No use. I searched for hours on Google.  The only plastic square ones now are 12" square (too big) and  are vintage Rubbermaid ones from Esty site. They want  $24 for one which is too much. I've already decided to go round cake instead of square.  I even found a cake keeper on eBay from China. $12 free shipping. It's the perfect size for a 9" round cake.  It's 10" diameter and  4" high.


----------



## msmofet (Feb 28, 2019)

Cas have you tried Tupperware or Pampered Chef?


----------



## Caslon (Feb 28, 2019)

msmofet said:


> Cas have you tried Tupperware or Pampered Chef?



Thanks but...Tupperware had like two (one too large for $49!), Pampered Chef had none.  If  either had ones I wanted they would have shown up in my Google search for a cake keeper.  I also wanted a cake keeper, not a container I could use as one. I'm happy to have come across the one I pictured, perfectly sized. No brand name, made in China. Ordered it. 

P.S. I didn't mean to hijack this thread about bread keepers.


----------



## CubsGal (Mar 1, 2019)

taxlady said:


> I don't know about other people, but I hate being told to Google something when I ask for a recommendation, especially when I ask for "... one that they use ...".



Thank you. 

I also don't appreciate being reprimanded for responding to someone else's rude response to me. My sarcasm was not more insulting than their comment that I should try Googling it.


----------



## CubsGal (Mar 1, 2019)

JustJoel said:


> You didn’t mention if you’d be using the storage containers to freeze or refrigerate your bread. There are several linen bread bags on Amazon that are reasonably priced and come in a variety os sizes and shapes. But I probably wouldn’t use them for freezing.
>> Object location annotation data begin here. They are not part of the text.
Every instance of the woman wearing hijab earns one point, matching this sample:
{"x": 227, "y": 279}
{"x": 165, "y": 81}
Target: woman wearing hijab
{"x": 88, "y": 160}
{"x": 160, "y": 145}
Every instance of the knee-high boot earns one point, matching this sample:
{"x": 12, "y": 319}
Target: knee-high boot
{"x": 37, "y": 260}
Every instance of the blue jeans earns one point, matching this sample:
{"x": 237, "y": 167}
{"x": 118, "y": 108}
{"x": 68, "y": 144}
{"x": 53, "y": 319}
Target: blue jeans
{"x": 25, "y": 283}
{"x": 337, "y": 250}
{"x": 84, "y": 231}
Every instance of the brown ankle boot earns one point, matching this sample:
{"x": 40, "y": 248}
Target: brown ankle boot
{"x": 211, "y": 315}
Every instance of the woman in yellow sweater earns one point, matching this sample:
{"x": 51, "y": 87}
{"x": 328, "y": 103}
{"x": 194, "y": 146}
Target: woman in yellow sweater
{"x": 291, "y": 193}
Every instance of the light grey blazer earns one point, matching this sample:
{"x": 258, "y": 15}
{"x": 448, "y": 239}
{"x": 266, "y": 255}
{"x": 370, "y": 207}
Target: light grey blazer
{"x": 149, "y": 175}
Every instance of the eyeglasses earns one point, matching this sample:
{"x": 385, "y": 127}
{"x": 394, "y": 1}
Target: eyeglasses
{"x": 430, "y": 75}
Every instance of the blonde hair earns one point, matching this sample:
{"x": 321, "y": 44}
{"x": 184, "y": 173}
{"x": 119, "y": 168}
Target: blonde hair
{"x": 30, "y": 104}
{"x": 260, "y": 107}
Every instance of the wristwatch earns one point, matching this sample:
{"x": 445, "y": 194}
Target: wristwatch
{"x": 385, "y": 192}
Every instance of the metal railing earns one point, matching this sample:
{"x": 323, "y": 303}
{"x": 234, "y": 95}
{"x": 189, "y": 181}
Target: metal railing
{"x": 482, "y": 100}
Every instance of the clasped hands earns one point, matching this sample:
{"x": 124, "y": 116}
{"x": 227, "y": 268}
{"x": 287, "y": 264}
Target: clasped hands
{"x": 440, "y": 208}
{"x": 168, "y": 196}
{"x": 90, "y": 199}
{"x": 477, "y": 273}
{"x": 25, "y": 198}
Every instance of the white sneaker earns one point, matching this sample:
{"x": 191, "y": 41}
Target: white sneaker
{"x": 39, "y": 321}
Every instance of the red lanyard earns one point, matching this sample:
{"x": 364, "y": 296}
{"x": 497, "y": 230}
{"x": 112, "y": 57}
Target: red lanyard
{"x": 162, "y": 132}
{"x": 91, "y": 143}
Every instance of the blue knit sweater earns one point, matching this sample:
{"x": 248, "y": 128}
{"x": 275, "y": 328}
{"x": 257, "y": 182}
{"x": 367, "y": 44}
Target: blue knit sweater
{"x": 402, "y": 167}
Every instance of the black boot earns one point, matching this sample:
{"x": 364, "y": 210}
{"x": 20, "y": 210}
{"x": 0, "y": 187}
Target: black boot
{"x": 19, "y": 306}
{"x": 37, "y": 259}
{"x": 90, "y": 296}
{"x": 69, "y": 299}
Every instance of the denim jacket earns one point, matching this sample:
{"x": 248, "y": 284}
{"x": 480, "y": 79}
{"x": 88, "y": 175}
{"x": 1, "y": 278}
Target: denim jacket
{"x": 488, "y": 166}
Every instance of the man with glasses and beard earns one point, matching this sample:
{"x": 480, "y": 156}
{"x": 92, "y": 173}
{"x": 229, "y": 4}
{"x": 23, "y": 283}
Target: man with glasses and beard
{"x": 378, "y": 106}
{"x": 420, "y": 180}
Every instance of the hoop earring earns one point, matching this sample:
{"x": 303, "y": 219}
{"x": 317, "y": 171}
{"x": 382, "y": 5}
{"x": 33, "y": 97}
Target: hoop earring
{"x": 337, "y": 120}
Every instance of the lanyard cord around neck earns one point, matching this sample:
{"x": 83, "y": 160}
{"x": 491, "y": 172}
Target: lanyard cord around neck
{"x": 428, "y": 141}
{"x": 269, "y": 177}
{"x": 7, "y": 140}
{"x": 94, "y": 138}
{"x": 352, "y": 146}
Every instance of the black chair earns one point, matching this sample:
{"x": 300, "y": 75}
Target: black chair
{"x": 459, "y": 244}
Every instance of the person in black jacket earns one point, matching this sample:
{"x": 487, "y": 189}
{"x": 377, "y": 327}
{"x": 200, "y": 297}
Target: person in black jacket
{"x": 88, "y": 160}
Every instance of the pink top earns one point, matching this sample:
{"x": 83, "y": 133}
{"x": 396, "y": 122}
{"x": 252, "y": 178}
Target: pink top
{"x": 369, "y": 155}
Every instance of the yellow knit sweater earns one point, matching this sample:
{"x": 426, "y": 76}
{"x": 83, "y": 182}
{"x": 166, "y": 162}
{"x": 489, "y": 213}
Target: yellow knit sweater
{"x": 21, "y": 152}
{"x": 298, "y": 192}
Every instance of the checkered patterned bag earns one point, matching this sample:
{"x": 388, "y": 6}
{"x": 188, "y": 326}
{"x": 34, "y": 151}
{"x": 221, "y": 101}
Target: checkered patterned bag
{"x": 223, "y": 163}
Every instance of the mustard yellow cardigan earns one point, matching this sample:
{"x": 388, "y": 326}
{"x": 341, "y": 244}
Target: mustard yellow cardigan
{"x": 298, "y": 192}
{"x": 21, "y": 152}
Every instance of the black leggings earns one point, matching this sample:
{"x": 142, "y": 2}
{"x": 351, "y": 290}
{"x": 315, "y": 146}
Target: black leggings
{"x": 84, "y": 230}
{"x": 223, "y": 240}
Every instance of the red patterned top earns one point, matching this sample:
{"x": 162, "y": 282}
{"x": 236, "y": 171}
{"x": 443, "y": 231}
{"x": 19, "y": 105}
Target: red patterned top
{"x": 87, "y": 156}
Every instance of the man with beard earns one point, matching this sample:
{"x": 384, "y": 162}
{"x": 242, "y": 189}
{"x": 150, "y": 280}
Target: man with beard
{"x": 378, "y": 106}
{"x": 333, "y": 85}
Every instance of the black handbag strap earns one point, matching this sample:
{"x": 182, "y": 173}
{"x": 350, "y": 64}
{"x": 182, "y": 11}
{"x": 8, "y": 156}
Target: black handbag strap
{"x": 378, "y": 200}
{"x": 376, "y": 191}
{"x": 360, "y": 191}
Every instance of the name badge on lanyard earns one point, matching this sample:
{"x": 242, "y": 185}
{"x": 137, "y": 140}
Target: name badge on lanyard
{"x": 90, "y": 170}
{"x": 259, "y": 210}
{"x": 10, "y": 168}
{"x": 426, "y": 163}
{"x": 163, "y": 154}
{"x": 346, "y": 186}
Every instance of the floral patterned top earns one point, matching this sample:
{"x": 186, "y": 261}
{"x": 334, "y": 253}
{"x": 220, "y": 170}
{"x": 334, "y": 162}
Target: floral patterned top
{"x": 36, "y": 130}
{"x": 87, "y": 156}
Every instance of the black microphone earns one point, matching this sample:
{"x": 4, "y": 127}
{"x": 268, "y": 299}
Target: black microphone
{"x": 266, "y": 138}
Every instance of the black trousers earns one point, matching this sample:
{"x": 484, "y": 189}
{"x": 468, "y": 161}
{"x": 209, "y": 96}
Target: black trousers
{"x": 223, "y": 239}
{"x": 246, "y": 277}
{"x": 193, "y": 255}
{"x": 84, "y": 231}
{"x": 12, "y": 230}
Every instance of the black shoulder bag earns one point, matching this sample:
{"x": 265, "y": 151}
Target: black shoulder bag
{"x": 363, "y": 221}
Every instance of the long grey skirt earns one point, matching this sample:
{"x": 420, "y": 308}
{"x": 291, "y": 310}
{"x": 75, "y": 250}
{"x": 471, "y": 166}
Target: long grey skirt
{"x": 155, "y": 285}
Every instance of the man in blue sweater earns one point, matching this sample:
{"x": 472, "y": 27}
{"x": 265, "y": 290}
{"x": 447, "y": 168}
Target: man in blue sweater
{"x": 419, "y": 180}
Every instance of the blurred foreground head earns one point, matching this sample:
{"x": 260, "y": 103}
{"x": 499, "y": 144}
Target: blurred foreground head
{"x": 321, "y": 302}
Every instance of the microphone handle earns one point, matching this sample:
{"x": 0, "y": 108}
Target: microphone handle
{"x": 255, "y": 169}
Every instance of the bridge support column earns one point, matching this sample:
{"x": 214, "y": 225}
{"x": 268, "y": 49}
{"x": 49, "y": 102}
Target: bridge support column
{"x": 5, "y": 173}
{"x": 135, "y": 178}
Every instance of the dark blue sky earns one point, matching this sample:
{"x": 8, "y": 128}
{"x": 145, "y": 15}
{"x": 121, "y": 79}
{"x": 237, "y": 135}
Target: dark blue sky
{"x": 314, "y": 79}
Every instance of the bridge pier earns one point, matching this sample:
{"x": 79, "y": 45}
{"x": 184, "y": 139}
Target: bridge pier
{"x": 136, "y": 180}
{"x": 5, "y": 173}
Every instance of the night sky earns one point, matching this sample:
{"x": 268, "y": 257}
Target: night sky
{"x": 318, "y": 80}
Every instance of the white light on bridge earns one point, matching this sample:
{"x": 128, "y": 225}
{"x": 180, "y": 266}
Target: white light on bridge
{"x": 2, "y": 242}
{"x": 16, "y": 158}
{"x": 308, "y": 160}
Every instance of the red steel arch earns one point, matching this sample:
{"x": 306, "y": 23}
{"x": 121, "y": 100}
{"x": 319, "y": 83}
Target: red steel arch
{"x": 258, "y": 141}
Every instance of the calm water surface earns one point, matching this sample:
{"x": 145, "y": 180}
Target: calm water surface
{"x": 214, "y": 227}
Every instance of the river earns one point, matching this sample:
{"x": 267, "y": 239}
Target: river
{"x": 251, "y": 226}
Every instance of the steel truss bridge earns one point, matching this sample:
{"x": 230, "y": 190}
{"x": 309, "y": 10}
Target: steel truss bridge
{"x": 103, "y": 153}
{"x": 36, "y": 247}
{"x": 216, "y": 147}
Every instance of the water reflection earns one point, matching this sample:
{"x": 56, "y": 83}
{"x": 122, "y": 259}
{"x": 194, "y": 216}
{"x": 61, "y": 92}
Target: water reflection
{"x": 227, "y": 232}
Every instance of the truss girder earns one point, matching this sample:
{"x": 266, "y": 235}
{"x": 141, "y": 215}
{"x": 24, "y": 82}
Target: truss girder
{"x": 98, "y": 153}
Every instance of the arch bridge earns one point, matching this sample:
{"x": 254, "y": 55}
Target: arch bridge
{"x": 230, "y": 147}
No freezing; I don't care for the texture of bread that has been frozen. I just need something to keep it from going stale for a few days while we eat it.



Janet H said:


> I think the question asked is reasonable and have over the years I've tried a bunch of things.  The best I've found is something like this: https://www.amazon.com/Large-Red-Bread-Box-Kitchen/dp/B01D2CB9J8  They come in a variety of sizes.
> 
> Bread needs to breath a little and so plastic boxes can actually accelerate spoilage.
> 
> Do you want your bread storage on the counter?  Does it need to look great?



No, I don't care how it looks, just how it functions. Your point about the bread needing to breathe a little is a good one. But I always worry about too much air, because I don't want it getting stale. I've never tried a bread box, because I worried about it allowing in too much air. How long can a loaf stay in a box without getting stale?


----------



## CubsGal (Mar 1, 2019)

tenspeed said:


> I have one of these.  It has an adjustable vent, as an airtight container makes the crust of an artisan bread go soft quickly.
> 
> 
> https://www.amazon.com/Solutions-Progressive-GBK-8-Adjustable-Expandable/dp/B001BB2LMM/



I saw this one, but worried that it would let in too much air and make the bread stale if it was in there more than a couple days. I have zero experience with bread boxes.


----------



## taxlady (Mar 1, 2019)

I seal my bread up fairly air tight and store it in the fridge. It lasts quite a while without getting dry that way.


----------